4 bits (0x4): IP version: 4
4 bits (0x5): IP header length: 5 words (20 bytes)
8 bits (0xc0): differentiated services flags
16 bits (0x2400): total length: 9216 bytes (?!)
I figured out that before I get access to the buffer, the socket implementation is reading the total length, subtracting the IP header length, and then writing it back in host order (little endian on my machine) rather than network order (big endian). In this example, that means:
read the total length: 0x0038 = 56
subtract the header length: 56 - 20 = 36
write back in host order: 36 = 0x0024 (big endian) = 0x2400 (little endian = host order on my machine)
The problem gets worse. It won't just change the total length of the outermost IP header. It will also change the total length fields of internal IP headers, e.g., the one buried in an ICMP "time exceeded" message (which must include the original IP header of the dropped packet). Funnier still, it won't subtract the IP header length from the internal headers; it just reverses the byte order.
Is this happening to anyone else? Is it part of a standard I'm unaware of? Is there a way to fix my machine's socket implementation to stop tampering with packets? How is Wireshark able to get around this problem?
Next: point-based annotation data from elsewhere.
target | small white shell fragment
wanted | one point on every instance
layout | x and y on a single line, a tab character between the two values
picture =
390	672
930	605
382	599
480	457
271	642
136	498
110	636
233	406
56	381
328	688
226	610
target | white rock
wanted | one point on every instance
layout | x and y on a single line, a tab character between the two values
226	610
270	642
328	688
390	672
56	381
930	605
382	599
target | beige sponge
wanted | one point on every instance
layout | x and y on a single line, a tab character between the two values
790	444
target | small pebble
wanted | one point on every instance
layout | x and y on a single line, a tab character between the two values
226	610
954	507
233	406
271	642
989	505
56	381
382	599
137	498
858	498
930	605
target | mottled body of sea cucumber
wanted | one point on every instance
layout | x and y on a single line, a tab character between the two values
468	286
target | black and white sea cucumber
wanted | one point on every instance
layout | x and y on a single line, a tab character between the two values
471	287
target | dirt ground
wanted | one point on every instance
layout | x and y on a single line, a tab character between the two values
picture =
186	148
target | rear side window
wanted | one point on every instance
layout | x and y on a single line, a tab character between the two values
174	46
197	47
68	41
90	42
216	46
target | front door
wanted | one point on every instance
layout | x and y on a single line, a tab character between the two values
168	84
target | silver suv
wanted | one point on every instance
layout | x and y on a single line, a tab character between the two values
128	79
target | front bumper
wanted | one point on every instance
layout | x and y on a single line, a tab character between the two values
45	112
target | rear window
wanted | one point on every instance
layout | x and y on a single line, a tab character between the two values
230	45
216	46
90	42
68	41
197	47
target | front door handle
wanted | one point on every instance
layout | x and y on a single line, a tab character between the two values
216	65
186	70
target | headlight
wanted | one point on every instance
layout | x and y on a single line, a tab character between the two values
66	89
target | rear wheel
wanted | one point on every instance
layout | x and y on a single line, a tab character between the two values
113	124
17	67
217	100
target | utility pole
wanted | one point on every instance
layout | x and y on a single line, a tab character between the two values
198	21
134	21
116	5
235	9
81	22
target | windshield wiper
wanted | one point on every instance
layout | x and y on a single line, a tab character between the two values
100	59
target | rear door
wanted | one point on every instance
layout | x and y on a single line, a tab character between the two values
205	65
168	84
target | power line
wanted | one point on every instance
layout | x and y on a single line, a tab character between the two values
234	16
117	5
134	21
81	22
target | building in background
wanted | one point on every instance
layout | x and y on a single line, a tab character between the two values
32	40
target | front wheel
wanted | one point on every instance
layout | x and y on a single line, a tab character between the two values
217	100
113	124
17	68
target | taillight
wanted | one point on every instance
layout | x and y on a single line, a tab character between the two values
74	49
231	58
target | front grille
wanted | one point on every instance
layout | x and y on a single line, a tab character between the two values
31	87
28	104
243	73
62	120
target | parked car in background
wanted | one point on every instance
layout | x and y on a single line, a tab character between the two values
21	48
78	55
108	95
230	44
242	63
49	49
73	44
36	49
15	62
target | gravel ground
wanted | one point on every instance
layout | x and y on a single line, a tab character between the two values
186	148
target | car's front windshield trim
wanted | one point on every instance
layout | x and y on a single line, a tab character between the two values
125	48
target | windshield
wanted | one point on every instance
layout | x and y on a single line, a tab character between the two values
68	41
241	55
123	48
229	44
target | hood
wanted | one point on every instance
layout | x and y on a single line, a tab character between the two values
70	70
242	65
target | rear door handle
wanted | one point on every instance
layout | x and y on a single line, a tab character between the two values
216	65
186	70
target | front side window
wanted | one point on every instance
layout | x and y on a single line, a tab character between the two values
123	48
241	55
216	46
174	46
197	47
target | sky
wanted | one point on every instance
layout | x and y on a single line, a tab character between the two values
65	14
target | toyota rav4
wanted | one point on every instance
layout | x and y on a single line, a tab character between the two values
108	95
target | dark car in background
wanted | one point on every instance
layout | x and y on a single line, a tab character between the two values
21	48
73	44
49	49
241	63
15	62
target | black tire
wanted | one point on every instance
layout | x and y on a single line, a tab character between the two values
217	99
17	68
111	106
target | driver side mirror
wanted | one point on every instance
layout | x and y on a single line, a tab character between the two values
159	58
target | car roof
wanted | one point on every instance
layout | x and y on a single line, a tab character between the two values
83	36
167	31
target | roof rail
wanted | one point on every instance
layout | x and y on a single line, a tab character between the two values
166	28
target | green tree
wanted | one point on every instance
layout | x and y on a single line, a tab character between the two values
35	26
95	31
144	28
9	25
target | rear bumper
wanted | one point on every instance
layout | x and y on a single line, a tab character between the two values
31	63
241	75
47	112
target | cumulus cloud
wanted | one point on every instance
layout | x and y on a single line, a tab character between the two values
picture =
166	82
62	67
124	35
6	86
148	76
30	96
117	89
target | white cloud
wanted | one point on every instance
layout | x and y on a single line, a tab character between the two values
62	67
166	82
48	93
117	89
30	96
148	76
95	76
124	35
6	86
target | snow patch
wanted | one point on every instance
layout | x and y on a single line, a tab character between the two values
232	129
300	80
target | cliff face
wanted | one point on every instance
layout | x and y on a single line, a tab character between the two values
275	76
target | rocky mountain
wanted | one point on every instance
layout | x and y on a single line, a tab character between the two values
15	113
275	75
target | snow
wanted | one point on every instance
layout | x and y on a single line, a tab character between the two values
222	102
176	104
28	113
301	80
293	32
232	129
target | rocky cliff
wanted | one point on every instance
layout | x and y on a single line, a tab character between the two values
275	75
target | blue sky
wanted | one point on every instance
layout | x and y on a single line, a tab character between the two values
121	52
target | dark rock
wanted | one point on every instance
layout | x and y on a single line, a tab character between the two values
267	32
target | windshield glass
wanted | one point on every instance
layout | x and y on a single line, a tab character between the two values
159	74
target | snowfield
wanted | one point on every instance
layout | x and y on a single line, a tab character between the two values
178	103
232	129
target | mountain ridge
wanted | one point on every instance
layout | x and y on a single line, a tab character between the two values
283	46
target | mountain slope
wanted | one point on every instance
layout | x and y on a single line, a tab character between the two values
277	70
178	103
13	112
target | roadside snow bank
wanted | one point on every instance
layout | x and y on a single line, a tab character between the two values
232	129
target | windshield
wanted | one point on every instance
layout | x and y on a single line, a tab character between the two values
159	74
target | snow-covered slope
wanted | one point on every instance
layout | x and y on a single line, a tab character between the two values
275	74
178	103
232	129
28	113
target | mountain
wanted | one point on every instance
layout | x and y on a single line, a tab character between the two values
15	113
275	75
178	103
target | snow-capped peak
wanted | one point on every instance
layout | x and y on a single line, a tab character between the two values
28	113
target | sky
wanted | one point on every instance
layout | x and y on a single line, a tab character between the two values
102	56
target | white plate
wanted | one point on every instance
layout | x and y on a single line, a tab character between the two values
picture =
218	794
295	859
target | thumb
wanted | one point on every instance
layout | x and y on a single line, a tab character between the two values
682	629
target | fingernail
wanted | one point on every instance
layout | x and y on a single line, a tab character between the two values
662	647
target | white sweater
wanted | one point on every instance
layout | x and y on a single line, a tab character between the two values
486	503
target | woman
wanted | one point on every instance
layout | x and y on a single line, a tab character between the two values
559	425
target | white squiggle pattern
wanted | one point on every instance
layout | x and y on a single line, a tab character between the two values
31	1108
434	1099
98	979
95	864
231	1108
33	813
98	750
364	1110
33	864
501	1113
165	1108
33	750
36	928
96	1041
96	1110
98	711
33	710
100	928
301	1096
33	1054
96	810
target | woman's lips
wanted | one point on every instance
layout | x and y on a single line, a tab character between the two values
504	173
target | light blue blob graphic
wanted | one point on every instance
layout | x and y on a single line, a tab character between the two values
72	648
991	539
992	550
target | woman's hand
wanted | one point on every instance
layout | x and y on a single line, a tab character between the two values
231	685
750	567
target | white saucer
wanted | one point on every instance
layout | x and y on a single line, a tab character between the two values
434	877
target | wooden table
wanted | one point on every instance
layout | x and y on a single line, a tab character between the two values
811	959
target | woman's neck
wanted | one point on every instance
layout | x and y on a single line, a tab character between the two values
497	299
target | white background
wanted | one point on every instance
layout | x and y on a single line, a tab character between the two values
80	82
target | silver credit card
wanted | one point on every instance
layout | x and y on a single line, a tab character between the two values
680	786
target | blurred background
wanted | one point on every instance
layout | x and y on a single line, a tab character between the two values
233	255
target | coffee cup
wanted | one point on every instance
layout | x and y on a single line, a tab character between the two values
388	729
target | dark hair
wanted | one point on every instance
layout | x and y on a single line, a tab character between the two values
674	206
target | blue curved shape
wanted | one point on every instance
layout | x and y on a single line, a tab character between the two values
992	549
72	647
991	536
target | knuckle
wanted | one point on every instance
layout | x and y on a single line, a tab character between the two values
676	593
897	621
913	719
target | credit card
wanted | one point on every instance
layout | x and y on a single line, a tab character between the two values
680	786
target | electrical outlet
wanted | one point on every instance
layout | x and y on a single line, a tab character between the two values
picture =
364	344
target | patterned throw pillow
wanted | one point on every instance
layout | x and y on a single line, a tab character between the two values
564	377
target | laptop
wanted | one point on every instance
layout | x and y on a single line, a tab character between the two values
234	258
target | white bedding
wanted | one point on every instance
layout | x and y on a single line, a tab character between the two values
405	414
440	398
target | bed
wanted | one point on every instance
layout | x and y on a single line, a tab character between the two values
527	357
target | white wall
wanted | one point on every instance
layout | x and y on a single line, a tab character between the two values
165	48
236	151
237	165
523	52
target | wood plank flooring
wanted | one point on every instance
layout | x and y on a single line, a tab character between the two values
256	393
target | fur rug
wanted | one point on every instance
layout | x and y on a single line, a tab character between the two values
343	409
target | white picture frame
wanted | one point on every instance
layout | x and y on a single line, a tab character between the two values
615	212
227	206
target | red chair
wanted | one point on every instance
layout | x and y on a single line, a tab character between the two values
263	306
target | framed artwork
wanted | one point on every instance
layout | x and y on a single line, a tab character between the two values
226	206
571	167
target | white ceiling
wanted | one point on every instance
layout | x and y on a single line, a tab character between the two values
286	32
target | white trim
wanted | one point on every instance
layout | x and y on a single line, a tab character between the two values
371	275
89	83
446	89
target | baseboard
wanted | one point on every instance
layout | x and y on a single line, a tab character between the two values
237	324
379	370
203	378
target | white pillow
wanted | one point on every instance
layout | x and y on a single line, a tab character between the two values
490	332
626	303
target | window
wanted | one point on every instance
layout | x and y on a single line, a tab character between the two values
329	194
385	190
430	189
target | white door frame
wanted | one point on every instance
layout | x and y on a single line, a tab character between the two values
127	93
Thanks in advance for your consideration.
EDIT: My code and Makefile are available on GitHub. I wrote a fixip_osx function to allow verifying IP checksums:
https://github.com/thejohnfreeman/netutils/blob/master/lib/ip.c
void fixip_osx(struct ip* ip) {
/* Something on my Mac subtracts the header length from `ip_len` and stores
* it in host order (little endian). */
u16_t ip_hdrlen = ip->ip_hl << 2;
u16_t ip_totlen = ip->ip_len + ip_hdrlen;
ip->ip_len = htons(ip_totlen);
}
However, it's still a problem for verifying ICMP checksums when the payload contains another IP header.
The problem exists whether I compile with Clang 3.2 (built from trunk) or GCC 4.7 (MacPorts port), so I assume the problem lies in either the sockets implementation (packaged with Mac OS) or in Mac OS X itself.
The BSD suite of platforms (excluding OpenBSD) present the IP offset and length in host byte order. All other platforms present in the received network byte order. This is a "feature", and is referenced in the man page for IP(4) - Internet Protocol (FreeBSD, OS X).
The ip_len and ip_off fields must be provided in host byte order .
All other fields must be provided in network byte order.
IP length can equal packet length - IP header length in FreeBSD/NetBSD.
Reference: Stevens/Fenner/Rudolph, Unix Network Programming Vol.1, p.739
I have to deal with these anomalies with a user space implementation of the PGM network protocol, specific code:
https://code.google.com/p/openpgm/source/browse/trunk/openpgm/pgm/packet_parse.c#76
It's actually quite annoying to detect for AutoConf, I think all packages have this hard coded on a per-platform basis. I've seen a bug report (header byte order config options detected incorrectly) raised this week on this very issue.
It is very unlikely that Mac itself is doing that. That would fundamentally break the IP protocol if it were. More likely whatever is capturing the packets and delivering them to recvfrom() (presumably you are doing a promiscuous network capture, right?) is what is transforming the data after Mac is done processing it. ireshark operates on a lower level and has access to the actual network data.